The United States republic was a political experiment of international proportions—the fact that it was a successful one influenced the American propensity for literary and philosophical experimentation. Herman Melville's Moby Dick remains a jarring and rewarding experience 160 years after its initial publication, and is a fine example of the developing willingness to disregard borders (metaphorically) and conventions (literally). Whitman's Leaves of Grass accomplished for the poem what Melville's masterwork did for the novel.

Sometimes a novel is born out of a confluence of cultural and geographical issues. John Steinbeck's The Grapes of Wrath was influenced by the rise of socialist idealism in the U.S., and by the Dust Bowl and Great Depression which resulted in forced migration for thousands of farm families originally from the Midwest.
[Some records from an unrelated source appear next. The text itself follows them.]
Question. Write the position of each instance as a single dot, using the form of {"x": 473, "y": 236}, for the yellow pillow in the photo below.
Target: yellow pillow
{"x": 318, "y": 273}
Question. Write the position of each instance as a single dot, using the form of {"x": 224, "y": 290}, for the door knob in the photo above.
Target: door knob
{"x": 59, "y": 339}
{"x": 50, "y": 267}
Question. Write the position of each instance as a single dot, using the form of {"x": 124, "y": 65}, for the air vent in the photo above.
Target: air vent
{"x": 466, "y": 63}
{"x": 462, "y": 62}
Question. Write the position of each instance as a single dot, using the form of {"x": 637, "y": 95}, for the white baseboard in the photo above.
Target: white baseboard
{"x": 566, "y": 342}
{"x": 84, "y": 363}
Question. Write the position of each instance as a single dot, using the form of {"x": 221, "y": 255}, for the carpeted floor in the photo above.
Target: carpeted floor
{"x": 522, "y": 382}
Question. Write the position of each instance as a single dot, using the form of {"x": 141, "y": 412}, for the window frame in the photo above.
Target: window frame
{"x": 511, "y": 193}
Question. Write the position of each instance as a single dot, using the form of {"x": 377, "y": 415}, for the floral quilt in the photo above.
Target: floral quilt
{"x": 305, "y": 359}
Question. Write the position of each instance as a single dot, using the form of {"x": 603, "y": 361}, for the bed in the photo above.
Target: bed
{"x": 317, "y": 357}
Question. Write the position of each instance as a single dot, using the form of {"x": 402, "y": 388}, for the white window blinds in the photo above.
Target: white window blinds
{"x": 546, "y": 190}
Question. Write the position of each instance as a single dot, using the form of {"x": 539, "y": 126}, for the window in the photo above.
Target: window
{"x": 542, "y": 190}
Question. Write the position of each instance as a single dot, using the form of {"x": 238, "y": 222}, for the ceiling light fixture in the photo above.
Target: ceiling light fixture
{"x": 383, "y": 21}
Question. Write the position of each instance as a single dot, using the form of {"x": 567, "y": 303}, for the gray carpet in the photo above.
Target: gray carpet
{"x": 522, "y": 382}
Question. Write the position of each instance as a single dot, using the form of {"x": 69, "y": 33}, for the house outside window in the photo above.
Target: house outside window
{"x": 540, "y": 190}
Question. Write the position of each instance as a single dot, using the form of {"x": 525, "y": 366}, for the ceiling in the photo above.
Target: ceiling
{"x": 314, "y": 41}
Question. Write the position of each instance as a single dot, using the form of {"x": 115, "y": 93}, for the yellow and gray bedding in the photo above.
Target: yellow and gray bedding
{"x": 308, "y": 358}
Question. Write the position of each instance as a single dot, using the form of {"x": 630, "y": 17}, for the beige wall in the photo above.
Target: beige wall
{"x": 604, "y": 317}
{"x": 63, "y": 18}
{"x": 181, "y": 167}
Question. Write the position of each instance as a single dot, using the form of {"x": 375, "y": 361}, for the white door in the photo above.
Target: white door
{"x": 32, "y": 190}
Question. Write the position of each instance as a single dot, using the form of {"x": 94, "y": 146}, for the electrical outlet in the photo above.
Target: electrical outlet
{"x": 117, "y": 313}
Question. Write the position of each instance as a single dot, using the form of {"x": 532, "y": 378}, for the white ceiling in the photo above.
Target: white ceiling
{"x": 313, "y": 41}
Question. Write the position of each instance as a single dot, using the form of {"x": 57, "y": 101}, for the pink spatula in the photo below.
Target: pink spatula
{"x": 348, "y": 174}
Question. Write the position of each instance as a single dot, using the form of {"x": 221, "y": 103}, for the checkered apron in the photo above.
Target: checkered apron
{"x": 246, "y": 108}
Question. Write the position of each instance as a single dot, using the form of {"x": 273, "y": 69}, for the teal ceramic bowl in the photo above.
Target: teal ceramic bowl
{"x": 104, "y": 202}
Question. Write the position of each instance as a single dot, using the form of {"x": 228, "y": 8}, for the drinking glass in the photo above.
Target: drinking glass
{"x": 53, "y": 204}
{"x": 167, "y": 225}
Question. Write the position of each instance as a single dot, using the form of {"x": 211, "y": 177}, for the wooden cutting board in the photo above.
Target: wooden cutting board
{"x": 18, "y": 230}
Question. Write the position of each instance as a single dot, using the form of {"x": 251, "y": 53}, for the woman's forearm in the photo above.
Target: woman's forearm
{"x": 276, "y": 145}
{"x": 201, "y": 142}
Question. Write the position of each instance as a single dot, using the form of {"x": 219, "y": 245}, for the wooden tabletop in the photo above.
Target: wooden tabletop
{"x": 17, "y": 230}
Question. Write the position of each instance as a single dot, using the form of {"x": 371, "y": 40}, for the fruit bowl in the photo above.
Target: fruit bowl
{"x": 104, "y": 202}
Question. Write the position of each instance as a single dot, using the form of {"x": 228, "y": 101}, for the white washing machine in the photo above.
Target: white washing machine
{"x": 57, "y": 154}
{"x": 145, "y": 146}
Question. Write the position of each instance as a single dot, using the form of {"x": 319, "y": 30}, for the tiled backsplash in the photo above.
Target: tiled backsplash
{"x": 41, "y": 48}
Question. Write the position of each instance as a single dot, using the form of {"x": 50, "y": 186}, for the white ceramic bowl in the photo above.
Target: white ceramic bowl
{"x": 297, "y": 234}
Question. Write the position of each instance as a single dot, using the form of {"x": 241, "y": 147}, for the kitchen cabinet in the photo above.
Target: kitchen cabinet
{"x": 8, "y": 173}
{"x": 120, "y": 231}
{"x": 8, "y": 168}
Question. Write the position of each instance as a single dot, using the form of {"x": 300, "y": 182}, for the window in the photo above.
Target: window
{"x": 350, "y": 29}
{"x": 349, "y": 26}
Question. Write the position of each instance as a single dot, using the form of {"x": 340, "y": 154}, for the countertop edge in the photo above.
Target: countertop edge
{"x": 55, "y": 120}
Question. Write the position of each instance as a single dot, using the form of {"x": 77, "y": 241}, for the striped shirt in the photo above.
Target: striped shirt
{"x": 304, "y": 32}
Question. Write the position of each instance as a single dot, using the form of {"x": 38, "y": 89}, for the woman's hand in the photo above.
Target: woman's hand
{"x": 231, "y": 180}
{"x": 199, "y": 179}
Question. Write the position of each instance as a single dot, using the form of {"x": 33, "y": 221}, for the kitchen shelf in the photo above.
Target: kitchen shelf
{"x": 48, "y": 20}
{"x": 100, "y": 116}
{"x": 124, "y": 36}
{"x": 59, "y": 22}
American literature is full of similar examples, all of them showing that no human creation is ever made in a vacuum or apart from the author's physical circumstances.
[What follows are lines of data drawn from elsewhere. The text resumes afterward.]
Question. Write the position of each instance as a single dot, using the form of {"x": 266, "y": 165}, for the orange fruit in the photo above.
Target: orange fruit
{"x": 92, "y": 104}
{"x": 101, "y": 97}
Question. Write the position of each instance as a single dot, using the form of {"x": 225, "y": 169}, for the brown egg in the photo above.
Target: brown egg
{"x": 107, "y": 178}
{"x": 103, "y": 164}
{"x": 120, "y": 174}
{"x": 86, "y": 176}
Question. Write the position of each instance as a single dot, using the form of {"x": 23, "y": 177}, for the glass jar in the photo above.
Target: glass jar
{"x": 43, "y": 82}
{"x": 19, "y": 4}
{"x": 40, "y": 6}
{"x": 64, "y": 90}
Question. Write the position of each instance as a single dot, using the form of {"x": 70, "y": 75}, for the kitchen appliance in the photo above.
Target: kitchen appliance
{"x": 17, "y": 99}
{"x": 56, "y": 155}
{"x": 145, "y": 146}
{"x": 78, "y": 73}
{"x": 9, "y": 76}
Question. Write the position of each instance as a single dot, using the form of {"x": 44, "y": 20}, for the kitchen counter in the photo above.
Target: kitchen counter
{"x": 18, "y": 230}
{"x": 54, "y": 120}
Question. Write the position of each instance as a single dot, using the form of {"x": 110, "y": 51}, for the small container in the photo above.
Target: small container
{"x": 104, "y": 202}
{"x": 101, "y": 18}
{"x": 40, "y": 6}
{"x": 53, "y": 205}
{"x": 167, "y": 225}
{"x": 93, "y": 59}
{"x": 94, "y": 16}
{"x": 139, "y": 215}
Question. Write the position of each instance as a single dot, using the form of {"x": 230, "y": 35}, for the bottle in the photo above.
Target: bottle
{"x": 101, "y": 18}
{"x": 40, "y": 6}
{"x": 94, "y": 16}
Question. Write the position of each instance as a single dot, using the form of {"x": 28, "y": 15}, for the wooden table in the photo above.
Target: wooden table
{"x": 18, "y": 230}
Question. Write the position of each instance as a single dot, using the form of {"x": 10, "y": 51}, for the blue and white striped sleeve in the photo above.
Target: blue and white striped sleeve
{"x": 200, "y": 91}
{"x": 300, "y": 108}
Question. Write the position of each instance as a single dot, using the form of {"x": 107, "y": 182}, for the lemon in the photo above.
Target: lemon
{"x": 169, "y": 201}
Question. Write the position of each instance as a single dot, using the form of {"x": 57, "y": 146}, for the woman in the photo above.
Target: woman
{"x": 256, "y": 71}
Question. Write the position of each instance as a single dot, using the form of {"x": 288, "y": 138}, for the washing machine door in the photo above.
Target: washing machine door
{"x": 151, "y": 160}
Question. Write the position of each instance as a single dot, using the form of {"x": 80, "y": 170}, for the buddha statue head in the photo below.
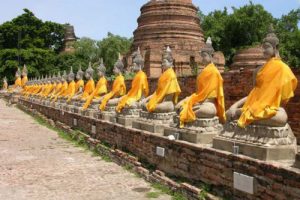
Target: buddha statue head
{"x": 64, "y": 77}
{"x": 167, "y": 59}
{"x": 270, "y": 44}
{"x": 207, "y": 52}
{"x": 89, "y": 72}
{"x": 53, "y": 80}
{"x": 79, "y": 74}
{"x": 138, "y": 61}
{"x": 58, "y": 80}
{"x": 18, "y": 73}
{"x": 101, "y": 69}
{"x": 24, "y": 71}
{"x": 71, "y": 75}
{"x": 119, "y": 66}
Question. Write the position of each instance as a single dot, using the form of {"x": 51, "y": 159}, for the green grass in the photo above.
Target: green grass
{"x": 153, "y": 195}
A few authors took this too far—coming into vogue in the late 19th century, they were called Regionalists because their output directly reflected the regions in which they lived. The problem with Regionalism is that it makes any universal elements present in the literature less accessible to those unfamiliar with the place under consideration.

Yet, to some extent at least, literature can only be understood if the factors of its creation are also understood. Who can really appreciate Lincoln's speeches or Frederick Douglass' memoirs who knows nothing about slavery or the American Civil War? Faulkner's entire body of work requires some idea (however vague) of the nature of the American South. The novels of James Fenimore Cooper are nonsensical minus the context of the early American frontier and the French and Indian Wars.

It's important to bear in mind that where a novel is written isn't everything. Postmodern deconstructionists like to assert that the author no longer exists—instead, any text is the result of various factors operating on the writer. This is clearly absurd. However, to suggest that a work comes entirely from within the author is equally absurd, and it's essential for understanding to be familiar with the place he or she comes from, even if only from a purely intellectual perspective.

The United States is a big place. Grouping books by "American Literature" is a fairly broad designation, but it's immediately helpful to know what country an author calls home before trying to decipher his body of work. Most of the major classics are here, and quite a few lesser-known offerings that are often just as compelling; if you look hard enough you're sure to find your own Independence Rock or Grand Canyon or Niagara Falls.